Они жили в одном доме, часто вместе бегали по двору и играли в прятки. Он любил ее за измазанные зеленкой разбитые коленки, за зелёные, испачканные по неосторожности той же зеленкой руки, за зелёные, как зеленка глаза. Она его - за полосатые, дырявые гольфы, за руки, всегда тёплые, за то, что он помогал ей взобраться на самую верхушку яблони и хрустел вместе с ней ещё не зрелыми яблоками, от которых потом у обоих гудело в животе.
В первом классе он таскал ее за косички перед мальчишками, а она в отместку клала в его портфель кирпичи, которые вместе с подружками потихоньку таскала у школьного сторожа, на физкультуре он смеялся над ее кувырками, она – над его дырявыми гольфами, но всё равно давала ему списывать математику…В шестом классе он перестал ее замечать: теперь у него были дела поважней: в старом подвале они с мальчишками играли в карты, курили и слушали Цоя. Теперь было не до Лерки…Он упорно ее не замечал и всякий раз ей назло здоровался с ее подружками. Она мучилась и страдала, долгими вечерами просиживала за учебниками, а днями караулила его в школьном коридоре. Часто она открывала настежь окно и вдыхала влажный воздух, пропитанный ароматом сиреневых веток, которые без устали раскачивал летний ветер, и мечтала о любви…

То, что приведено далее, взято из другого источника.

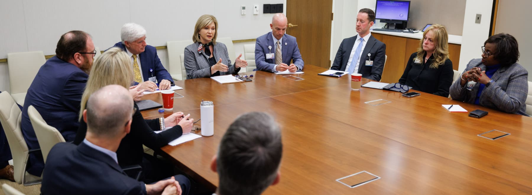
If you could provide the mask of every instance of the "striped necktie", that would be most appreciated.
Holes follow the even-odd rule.
[[[133,72],[135,73],[135,82],[141,83],[142,82],[142,76],[140,75],[140,67],[138,66],[138,63],[137,62],[137,55],[134,54],[131,57],[133,57]]]

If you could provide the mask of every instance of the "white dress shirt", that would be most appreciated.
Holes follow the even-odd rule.
[[[359,55],[358,57],[356,58],[356,65],[355,66],[355,69],[353,71],[353,73],[359,73],[359,66],[360,63],[360,57],[362,55],[362,53],[364,53],[364,48],[365,47],[365,44],[368,43],[368,40],[369,40],[369,37],[371,36],[371,33],[370,32],[368,35],[366,35],[365,37],[362,37],[364,41],[362,43],[362,48],[360,50],[360,54]],[[360,35],[356,35],[356,40],[355,41],[355,44],[353,46],[353,49],[351,49],[351,54],[349,55],[349,60],[347,61],[347,65],[345,66],[345,71],[349,71],[349,66],[351,65],[351,61],[353,61],[353,56],[355,55],[355,52],[356,50],[356,48],[359,47],[359,44],[360,44]]]
[[[128,55],[129,56],[129,58],[131,60],[131,67],[133,67],[133,54],[129,52],[127,47],[126,48],[126,52],[128,53]],[[138,69],[140,71],[140,78],[142,78],[142,80],[144,81],[144,76],[142,75],[142,66],[140,65],[140,56],[139,54],[137,54],[137,63],[138,64]],[[134,69],[135,69],[135,67],[134,67]]]

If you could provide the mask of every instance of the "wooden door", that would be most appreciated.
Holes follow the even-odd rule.
[[[305,64],[330,67],[332,0],[287,0],[286,33],[297,39]]]

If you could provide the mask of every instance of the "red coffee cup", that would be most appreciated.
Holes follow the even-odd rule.
[[[351,89],[354,90],[360,89],[360,85],[362,83],[362,74],[351,74]]]
[[[161,91],[163,96],[163,107],[165,111],[173,109],[173,91],[165,90]]]

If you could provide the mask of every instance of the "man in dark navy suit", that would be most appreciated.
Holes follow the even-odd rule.
[[[344,39],[338,48],[331,70],[359,73],[362,77],[380,80],[386,61],[386,45],[371,36],[369,28],[375,20],[375,12],[367,8],[356,15],[354,37]]]
[[[39,69],[24,100],[21,127],[30,149],[40,148],[28,115],[30,105],[66,141],[74,140],[79,126],[80,101],[96,55],[94,44],[87,33],[71,31],[61,36],[55,53]],[[30,154],[28,164],[28,172],[40,176],[44,167],[42,155]]]
[[[141,88],[153,91],[159,84],[160,90],[170,89],[173,80],[168,71],[161,63],[157,49],[146,43],[146,29],[142,26],[128,23],[122,27],[120,32],[122,41],[113,47],[120,47],[131,57],[135,85],[141,84]]]
[[[56,144],[48,155],[43,194],[187,194],[190,181],[176,175],[146,184],[126,175],[118,165],[117,150],[129,133],[133,99],[123,87],[111,85],[95,91],[83,111],[85,139],[76,146]]]

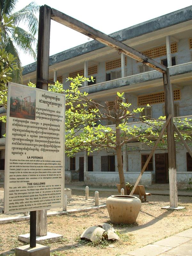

Однажды зимой в классе восьмом она возвращалась из школы и увидела, как он с друзьями играет в снежки, она и подумать не могла, что через пару минут станет мишенью: заприметив девчонку, не разбираясь, кто это, они пустились вдогонку, кидая шарики тяжёлого снега ей в спину и в голову. Она бросилась бежать, но тяжёлый портфель повалил ее на землю, и через пару мгновений она почувствовала холодный липкий снег везде: во рту, в носу, на ресницах… Задыхаясь от снега и от слёз, она пыталась подняться, но кто-то сильно толкал ее в снег, всё снова и снова… «Лерка??» - это всё, что он сумел сказать, когда увидел ее, лежащую в сугробе, мокрую, униженную, рыдающую навзрыд. Она больно укусила его за палец, когда он попытался отряхнуть с ее шапки снег…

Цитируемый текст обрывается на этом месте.